Tout le cerveau ne se dégrade pas à la même vitesse. Au contraire ! Ainsi la partie la plus récente de l’encéphale, qui nous différencie des autres primates, vieillit beaucoup plus vite que les autres zones du cerveau.
Le cerveau humain est plus grand que celui des autres primates, mais il est aussi plus sensible au vieillissement.
Ce qui nous rend humains est aussi ce qui nous rend plus vulnérables au vieillissement. Voici la conclusion d’une étude publiée le 28 août 2024 dans le journal Science Advances. Dans celle-ci, des chercheurs de l’Université Heinrich-Heine en Allemagne ont comparé le cerveau humain avec celui de son plus proche cousin encore en vie, le chimpanzé.
Et cela a confirmé ce que d’autres études avaient déjà montré : le lobe frontal (associé notamment au langage) était beaucoup plus développé chez nous que chez les autres primates. Ce travail a aussi montré que cette zone du cerveau, la plus récente dans l’évolution des êtres humains, est également celle qui vieillit le plus vite. Nous rendant plus vulnérables à des maladies neurodégénératives telles que les maladies d’Alzheimer et Parkinson.
Le vieillissement de cerveaux humains et de ceux des singes n’est pas le même
Car, évidemment, le cerveau des autres primates vieillit aussi.
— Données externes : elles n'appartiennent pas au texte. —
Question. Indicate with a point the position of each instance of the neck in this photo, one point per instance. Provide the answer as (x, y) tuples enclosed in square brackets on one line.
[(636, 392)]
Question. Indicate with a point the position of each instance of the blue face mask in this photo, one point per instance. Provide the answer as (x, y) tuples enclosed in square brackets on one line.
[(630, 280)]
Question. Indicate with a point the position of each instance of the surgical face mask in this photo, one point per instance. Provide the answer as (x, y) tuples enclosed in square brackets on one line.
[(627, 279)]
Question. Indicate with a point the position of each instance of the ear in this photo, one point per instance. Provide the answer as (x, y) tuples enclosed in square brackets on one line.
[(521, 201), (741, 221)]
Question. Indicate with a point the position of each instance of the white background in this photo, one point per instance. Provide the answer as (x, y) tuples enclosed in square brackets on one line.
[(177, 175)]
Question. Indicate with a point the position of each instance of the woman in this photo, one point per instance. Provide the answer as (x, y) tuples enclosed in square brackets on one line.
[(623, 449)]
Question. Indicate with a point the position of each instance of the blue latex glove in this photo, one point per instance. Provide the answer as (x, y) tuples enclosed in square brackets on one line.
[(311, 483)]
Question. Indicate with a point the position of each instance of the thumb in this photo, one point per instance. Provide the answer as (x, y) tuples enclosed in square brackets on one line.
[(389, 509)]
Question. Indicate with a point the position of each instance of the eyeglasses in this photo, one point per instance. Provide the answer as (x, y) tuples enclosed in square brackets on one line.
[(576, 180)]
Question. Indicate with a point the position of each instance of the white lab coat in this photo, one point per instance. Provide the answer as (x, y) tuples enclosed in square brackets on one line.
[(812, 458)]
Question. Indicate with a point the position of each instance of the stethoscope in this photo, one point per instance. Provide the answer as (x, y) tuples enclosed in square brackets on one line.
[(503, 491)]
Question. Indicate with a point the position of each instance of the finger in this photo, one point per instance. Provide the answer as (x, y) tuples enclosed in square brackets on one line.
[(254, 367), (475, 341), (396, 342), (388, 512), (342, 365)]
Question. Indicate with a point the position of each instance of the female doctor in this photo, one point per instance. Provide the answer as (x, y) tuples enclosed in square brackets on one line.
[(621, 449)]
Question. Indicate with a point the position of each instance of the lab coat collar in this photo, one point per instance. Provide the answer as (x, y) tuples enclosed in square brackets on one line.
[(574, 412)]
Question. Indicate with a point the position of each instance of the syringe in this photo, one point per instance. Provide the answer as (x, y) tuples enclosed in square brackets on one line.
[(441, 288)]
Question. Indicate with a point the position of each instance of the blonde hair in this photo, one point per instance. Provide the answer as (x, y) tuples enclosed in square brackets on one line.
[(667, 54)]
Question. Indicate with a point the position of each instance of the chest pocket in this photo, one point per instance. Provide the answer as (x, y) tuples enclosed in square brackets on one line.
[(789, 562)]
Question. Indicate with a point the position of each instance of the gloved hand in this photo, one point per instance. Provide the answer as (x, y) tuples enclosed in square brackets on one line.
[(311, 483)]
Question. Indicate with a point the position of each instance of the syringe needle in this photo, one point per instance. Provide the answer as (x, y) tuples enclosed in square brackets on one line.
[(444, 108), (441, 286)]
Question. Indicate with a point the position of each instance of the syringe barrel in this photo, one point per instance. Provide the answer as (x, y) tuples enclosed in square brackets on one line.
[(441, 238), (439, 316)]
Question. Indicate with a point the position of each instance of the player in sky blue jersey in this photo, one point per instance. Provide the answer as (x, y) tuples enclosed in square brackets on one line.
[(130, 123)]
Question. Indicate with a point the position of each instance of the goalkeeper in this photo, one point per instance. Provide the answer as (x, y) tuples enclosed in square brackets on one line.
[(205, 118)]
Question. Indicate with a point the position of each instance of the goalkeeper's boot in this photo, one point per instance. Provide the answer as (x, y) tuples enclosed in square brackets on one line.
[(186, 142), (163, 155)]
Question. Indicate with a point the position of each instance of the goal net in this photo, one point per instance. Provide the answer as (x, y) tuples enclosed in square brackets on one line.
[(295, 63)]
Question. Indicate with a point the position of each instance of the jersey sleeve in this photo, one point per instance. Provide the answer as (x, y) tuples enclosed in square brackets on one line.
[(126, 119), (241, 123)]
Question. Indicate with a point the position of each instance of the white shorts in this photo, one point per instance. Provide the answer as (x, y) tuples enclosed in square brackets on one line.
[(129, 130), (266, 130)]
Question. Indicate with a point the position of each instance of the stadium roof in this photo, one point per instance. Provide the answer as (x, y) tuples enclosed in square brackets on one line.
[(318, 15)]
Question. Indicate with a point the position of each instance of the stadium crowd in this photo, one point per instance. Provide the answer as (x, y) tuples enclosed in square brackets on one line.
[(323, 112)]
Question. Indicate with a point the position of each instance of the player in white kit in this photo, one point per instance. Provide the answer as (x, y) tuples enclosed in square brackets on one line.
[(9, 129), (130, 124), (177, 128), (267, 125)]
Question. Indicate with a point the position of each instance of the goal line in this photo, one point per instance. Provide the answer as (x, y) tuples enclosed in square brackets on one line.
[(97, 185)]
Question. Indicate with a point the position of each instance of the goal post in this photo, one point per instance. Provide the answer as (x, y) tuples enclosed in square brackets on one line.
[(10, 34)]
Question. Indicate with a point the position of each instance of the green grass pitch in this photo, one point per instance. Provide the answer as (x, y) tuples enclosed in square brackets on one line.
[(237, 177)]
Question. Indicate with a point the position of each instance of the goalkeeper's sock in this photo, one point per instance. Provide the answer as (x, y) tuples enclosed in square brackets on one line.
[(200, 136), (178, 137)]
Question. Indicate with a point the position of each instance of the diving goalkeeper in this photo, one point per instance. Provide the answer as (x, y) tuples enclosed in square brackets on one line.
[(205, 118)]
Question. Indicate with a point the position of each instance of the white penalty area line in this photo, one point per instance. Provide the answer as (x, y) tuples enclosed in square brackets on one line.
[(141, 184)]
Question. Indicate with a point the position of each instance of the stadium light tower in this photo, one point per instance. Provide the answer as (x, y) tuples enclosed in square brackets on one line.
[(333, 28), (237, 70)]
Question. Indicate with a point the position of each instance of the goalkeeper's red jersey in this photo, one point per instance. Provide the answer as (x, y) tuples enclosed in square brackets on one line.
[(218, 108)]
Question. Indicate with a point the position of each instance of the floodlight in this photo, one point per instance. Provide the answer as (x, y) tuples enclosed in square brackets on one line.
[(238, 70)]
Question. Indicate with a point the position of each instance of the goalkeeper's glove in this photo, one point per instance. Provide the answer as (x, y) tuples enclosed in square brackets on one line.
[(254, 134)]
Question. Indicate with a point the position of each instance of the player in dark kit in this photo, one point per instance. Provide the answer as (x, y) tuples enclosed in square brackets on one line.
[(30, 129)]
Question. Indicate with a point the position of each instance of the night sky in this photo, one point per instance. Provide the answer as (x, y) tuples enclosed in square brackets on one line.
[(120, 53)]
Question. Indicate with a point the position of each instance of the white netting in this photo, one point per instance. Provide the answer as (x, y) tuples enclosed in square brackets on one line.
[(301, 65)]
Comme celui des humains, avec l’âge, le leur perd aussi de la substance grise (qui forme le cortex du cerveau) à cause de la mort progressive des neurones qui la composent.
Mais ces réductions de la taille de la substance grise ne sont pas aussi prononcées que chez nous. Et, peut-être comme conséquence directe de cette dégradation accrue chez l’humain, la baisse cognitive liée à l’âge est plus faible chez les singes que chez les êtres humains.
Les zones qui vieillissent le plus vite sont différentes dans les deux espèces
Pour mieux comprendre ces différences, les chercheurs ont comparé des scans d’imagerie par résonance magnétique (IRM) de 189 cerveaux de chimpanzés et 304 cerveaux humains (dont 150 femmes).
Pour éviter des biais à cause de l’âge (car les humains vivent plus longtemps que les chimpanzés), les cerveaux humains ont été comparés à ceux qui correspondaient au même âge chez les singes, en recalculant en fonction de différents taux de vieillissement dans chaque espèce. Ainsi, seulement les cerveaux des humains de moins de 58 ans ont été utilisés, ce qui correspondait à l’âge maximal des cerveaux des chimpanzés analysés (âgés de 50 ans).
La substance grise déclinait dans tout le cerveau humain et simien en fonction de l’âge, mais certaines zones étaient plus protégées que d’autres. Le lobe occipital, à l’arrière de la tête, est celui qui vieillit le moins rapidement, autant chez l’humain que chez le chimpanzé.
Mais la région qui vieillissait le plus vite n’était pas la même chez les deux espèces. Pour le singe, il s’agissait du corps strié (ou striatum), une structure sous le cortex impliquée dans le mouvement involontaire ou la motivation, entre autres. Alors que chez les humains, la dégradation était plus rapide dans le cortex frontal et préfrontal.
Les zones les plus récentes du cerveau humain sont aussi les plus vulnérables
Ces zones sont précisément celles qui différencient le plus les cerveaux des deux espèces. Par exemple, la région qui a grandi le plus chez les humains par rapport aux autres singes est le cortex orbitofrontal, dans le cortex préfrontal.
Cette région est essentielle dans la prise de décision et la cognition. En général, les résultats de cette étude montrent que plus une zone du cerveau a évolué récemment chez l’humain, plus elle est susceptible au vieillissement. Cette association est particulièrement forte dans le cortex orbitofrontal et le cortex insulaire, une région impliquée dans la conscience et l’empathie, entre autres fonctions.
De par ces fonctions, l’évolution de ces régions a été fondamentale dans l’émergence de notre espèce, nous donnant des capacités cognitives et sociales bien supérieures à celle de nos cousins simiens. En contrepartie, l’élargissement rapide de ces régions les a rendus plus vulnérables à la dégradation causée par l’âge, selon les auteurs. Car elles ont une densité neuronale plus basse que le reste du cerveau, c’est-à-dire qu’il y a moins de neurones, mais qui sont davantage connectées entre elles.
Les pertes neuronales liées à l’âge auraient donc un plus grand impact dans ces zones, expliquant leur dégradation accélérée. Et nous rendant en même temps plus susceptibles de développer des maladies neurodégénératives que les autres primates. Un mal pour un bien, en quelque sorte.